Neutrons, with protons and electrons, make up an atom. They are the particles in an atom that has a neutral charge. Neutrons and protons are found in the nucleus of an atom. Unlike protons, which have a positive charge, or electrons, which have a negative charge, neutrons have zero charges which mean they are neutral particles. They play a major role in the mass and radioactive properties of atoms. They bind with protons with the residual strong force. The attractive ‘strong’ force that holds the nucleus together affects both protons and neutrons in the same way.

Neutrons were predicted by Ernest Rutherford, and discovered by James Chadwick, in 1932. Atoms were fired at a thin pane of beryllium. Particles emerged which had no charge, and he called these ‘neutrons’. They were later added to the modern image of the atom.

Neutrons are present in almost all atomic nuclei except for Hydrogen. They have a mass of 1.675 × 10-24g, which is a little heavier than the proton. They are 1839 times heavier than electrons.

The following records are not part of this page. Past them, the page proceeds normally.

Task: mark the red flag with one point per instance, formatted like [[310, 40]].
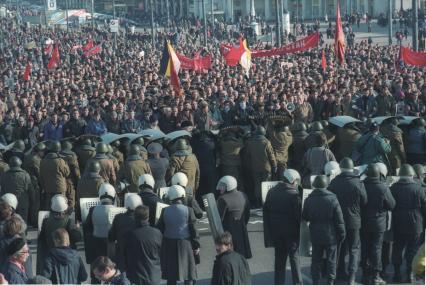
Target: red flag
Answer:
[[323, 61], [411, 57], [54, 59], [339, 38], [27, 72], [88, 45], [95, 50]]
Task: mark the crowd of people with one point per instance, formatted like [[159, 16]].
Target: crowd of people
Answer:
[[71, 132]]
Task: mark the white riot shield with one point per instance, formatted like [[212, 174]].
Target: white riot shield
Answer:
[[305, 238]]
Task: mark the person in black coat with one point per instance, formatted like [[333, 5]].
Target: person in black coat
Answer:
[[407, 219], [351, 194], [142, 251], [373, 219], [327, 228], [234, 211], [64, 265], [121, 225], [230, 267], [283, 206], [149, 198]]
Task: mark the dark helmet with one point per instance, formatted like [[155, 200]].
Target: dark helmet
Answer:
[[94, 166], [298, 127], [139, 141], [406, 170], [134, 149], [19, 145], [373, 170], [346, 163], [420, 122], [66, 145], [316, 126], [420, 170], [55, 146], [180, 144], [260, 131], [324, 123], [40, 147], [101, 148], [87, 142], [320, 182], [15, 162]]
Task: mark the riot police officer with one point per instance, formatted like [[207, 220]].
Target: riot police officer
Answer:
[[54, 173], [234, 211], [183, 160], [134, 166], [407, 220], [327, 228], [18, 182], [284, 206], [351, 194], [149, 198], [107, 167], [373, 218]]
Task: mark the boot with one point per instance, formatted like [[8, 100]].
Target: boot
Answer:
[[377, 280], [397, 278]]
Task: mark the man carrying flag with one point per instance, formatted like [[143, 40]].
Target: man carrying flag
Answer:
[[170, 66], [339, 39]]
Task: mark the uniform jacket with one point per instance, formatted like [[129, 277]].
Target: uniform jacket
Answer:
[[410, 208], [282, 206], [380, 200], [53, 174], [230, 268], [323, 211], [351, 194]]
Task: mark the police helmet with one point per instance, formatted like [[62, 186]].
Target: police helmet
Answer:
[[180, 178], [291, 176], [59, 203], [176, 192], [132, 201], [227, 183], [146, 180], [11, 200]]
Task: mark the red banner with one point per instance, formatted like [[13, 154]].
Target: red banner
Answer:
[[411, 57], [198, 63], [306, 43]]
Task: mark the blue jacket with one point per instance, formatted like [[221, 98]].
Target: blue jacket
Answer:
[[65, 263], [96, 128], [13, 274], [53, 133]]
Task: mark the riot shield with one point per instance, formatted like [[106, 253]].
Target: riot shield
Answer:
[[305, 238], [215, 222], [266, 186]]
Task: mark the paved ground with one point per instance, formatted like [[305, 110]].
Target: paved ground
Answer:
[[261, 265]]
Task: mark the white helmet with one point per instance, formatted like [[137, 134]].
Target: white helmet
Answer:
[[180, 178], [132, 201], [59, 203], [175, 192], [106, 191], [146, 180], [11, 200], [227, 183], [383, 169], [332, 169], [291, 175]]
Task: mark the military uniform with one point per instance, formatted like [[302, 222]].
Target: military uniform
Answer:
[[262, 162], [133, 168], [18, 182], [54, 173], [397, 154], [186, 162]]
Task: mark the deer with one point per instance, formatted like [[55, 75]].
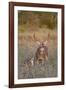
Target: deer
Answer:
[[41, 53]]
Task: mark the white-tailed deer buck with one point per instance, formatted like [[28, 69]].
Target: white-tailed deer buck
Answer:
[[41, 54]]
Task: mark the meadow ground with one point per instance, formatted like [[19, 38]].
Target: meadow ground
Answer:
[[26, 50]]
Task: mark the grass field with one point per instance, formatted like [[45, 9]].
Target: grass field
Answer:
[[27, 48]]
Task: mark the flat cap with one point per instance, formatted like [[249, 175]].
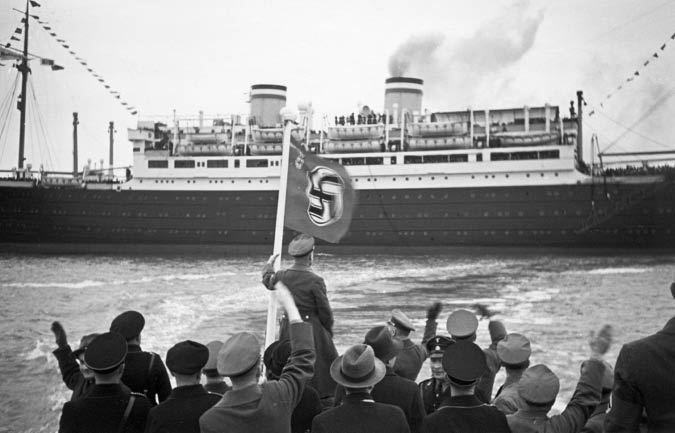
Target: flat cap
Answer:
[[129, 324], [438, 344], [214, 347], [187, 357], [105, 352], [462, 323], [239, 354], [400, 320], [539, 385], [514, 349], [464, 362], [384, 344], [300, 245]]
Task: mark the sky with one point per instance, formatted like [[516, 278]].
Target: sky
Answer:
[[165, 55]]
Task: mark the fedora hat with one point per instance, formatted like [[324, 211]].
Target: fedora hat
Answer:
[[357, 367]]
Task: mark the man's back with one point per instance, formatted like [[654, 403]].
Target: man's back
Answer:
[[644, 379]]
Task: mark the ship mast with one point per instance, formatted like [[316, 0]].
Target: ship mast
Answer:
[[25, 70]]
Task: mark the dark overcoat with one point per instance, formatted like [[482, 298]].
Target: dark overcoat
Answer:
[[181, 411], [267, 407], [644, 380], [145, 373], [102, 411], [398, 391], [309, 293], [463, 414], [359, 413]]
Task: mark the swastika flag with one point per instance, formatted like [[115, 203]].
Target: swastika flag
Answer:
[[320, 198]]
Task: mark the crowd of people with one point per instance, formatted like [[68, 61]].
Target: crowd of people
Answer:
[[371, 387]]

Atoms with the same number of protons in the nucleus, but different numbers of neutrons are referred to as isotopes of the same element. Like all hadrons, neutrons are made of quarks. A neutron is made of two down quarks and one up quark. One up quark has a charge of +2/3, and the two down quarks each have a charge of -1/3. The fact that these charges cancel out is why neutrons have a neutral (0) charge. Quarks are held together by gluons. The neutron is a baryon, which means it is a massive particle that is made up of 3 quarks (1 up quark and 2 down quarks). They are stable inside a nucleus. This structural stability is lost when neutrons are in a free, independent state.


Neutrons can be found in almost all atoms together with protons and electrons. Hydrogen-1 is the only exception. Atoms with the same number of protons but a different number of neutrons are called isotopes of the same element.

The number of neutrons in an atom does not affect its chemical properties. However, it affects its half-life, a measure of its stability. An unstable isotope has a short half-life, in which half of it decays to lighter elements.